The defendants make a number of arguments for dismissal, including Eleventh Amendment immunity, failure to state a claim, statute of limitations, and res judicata. "A case is properly dismissed for lack of subject matter jurisdiction under Rule 12(b)(1) when the district court lacks the statutory or constitutional power to adjudicate it." Makarova v. United States, 201 F.3d 110, 113 (2d Cir. 2000). Although a court must "accept as true all the material factual allegations contained in the complaint, it is "not to draw inferences from the complaint favorable to plaintiffs." J.S. ex rel. N.S. v. Attica Cent. Sch., 386 F.3d 107, 110 (2d Cir. 2004); Garcia v. Lasalle Bank NA., No. 16 CIV. 3485 (PAE), 2017 WL 253070, at *3 (S.D.N.Y. Jan. 19, 2017). When considering a motion for lack of subject matter jurisdiction under Rule 12(b)(1), courts may consider affidavits and other materials beyond the pleadings to resolve the jurisdictional question. Garcia, 2017 WL 253070, at *3; see also Tiraco v. New York State Bd. of Elections, 963 F. Supp. 2d 184, 191 (E.D.N.Y. 2013); Blumberg v. Nassau Health Care Corp., 378 F. Supp. 2d 122, 124 (E.D.N.Y. 2005).

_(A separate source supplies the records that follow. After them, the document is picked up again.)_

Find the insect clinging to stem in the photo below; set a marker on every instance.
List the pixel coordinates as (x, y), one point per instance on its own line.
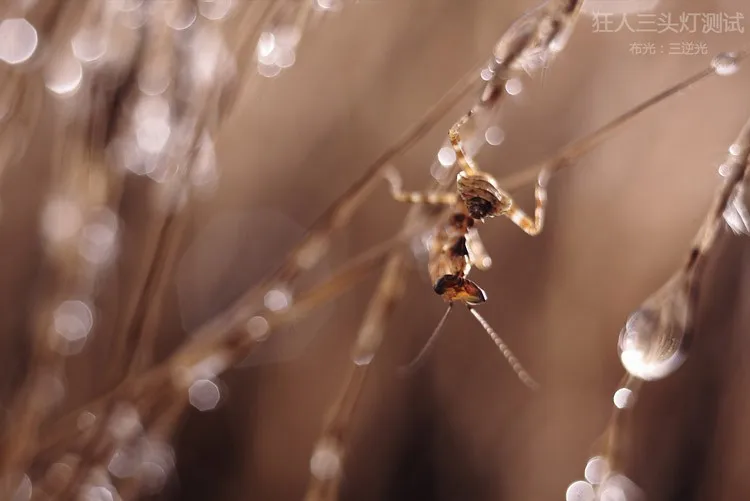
(456, 245)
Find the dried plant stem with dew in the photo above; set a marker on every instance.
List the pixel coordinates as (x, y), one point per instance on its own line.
(657, 336)
(230, 337)
(144, 408)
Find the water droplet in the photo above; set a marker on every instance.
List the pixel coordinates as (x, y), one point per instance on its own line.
(204, 395)
(736, 214)
(620, 488)
(258, 329)
(61, 472)
(725, 63)
(446, 156)
(285, 58)
(596, 470)
(266, 44)
(277, 299)
(494, 135)
(651, 343)
(325, 462)
(99, 237)
(268, 70)
(363, 357)
(64, 75)
(623, 398)
(580, 491)
(122, 464)
(72, 321)
(726, 169)
(18, 40)
(154, 81)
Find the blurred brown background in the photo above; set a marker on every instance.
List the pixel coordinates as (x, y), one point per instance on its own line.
(463, 427)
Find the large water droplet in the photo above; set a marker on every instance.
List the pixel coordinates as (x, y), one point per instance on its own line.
(651, 344)
(736, 214)
(725, 63)
(18, 40)
(325, 462)
(580, 491)
(596, 470)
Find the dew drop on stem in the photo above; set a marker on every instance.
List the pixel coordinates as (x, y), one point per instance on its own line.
(651, 344)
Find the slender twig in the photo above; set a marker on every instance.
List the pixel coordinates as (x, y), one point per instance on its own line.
(738, 170)
(573, 151)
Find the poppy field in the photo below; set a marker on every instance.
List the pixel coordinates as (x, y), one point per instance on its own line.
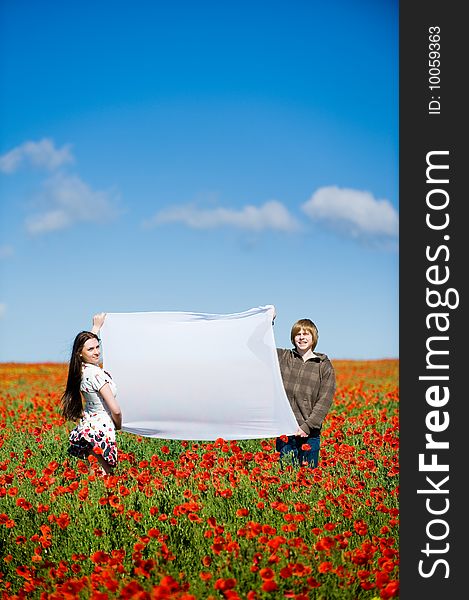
(192, 520)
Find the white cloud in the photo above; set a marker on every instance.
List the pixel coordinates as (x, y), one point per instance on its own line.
(6, 251)
(41, 154)
(67, 200)
(271, 215)
(356, 212)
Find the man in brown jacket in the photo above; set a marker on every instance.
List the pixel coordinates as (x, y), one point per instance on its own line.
(309, 381)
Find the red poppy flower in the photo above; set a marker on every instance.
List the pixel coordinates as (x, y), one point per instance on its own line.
(269, 586)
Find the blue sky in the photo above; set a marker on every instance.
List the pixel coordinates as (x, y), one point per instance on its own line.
(199, 156)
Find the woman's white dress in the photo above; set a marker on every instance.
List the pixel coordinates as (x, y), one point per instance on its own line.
(96, 430)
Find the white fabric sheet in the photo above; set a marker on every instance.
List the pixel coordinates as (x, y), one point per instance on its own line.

On the other hand, a court considering a Rule 12(b)(6) motion must accept all factual allegations in the complaint as true and draw all reasonable inferences in the plaintiff's favor. Town of Babylon v. Fed. Hous. Fin. Agency, 699 F.3d 221, 227 (2d Cir. 2012). In addition, a court is limited to the factual allegations in the complaint, the documents attached to the complaint as an exhibit or incorporated in it by reference, matters of which judicial notice may be taken, and documents either in the plaintiffs' possession or of which the plaintiffs had knowledge and relied on in bringing suit. Faconti v. Potter, 242 F. App'x 775, 777 (2d Cir. 2007) (internal citations and quotations omitted) (summary order); see also Staehr v. Hartford Fin. Servs. Grp., Inc., 547 F.3d 406, 425 (2d Cir. 2008).

B. Sovereign Immunity

The defendants argue that the plaintiff's Section 1983 claims against OASAS and Kingsboro ATC are barred by the doctrine of sovereign immunity. I agree. In addition, I find that the doctrine of sovereign immunity applies with equal force to the plaintiff's state law claims. Thus, the complaint is dismissed in its entirety.

There remains "some uncertainty in the Second Circuit" as to whether an Eleventh Amendment defense should be raised under Rule 12(b)(1) or Rule 12(b)(6). See, e.g., Tiraco, 963 F. Supp. 2d at 191 n.6; Karris v. Burns, No. 15-CV-599-RJA-MJR, 2017 WL 6989116, at *3 n.3 (W.D.N.Y. Apr. 11, 2017), report and recommendation adopted, No. 15-CV-599-A, 2018 WL 465985 (W.D.N.Y. Jan. 18, 2018). However, the differences between the legal standards do not affect my decision because I draw all reasonable inferences in the plaintiff's favor and dismiss his claims based solely on the pleadings and on matters of which I can take judicial notice.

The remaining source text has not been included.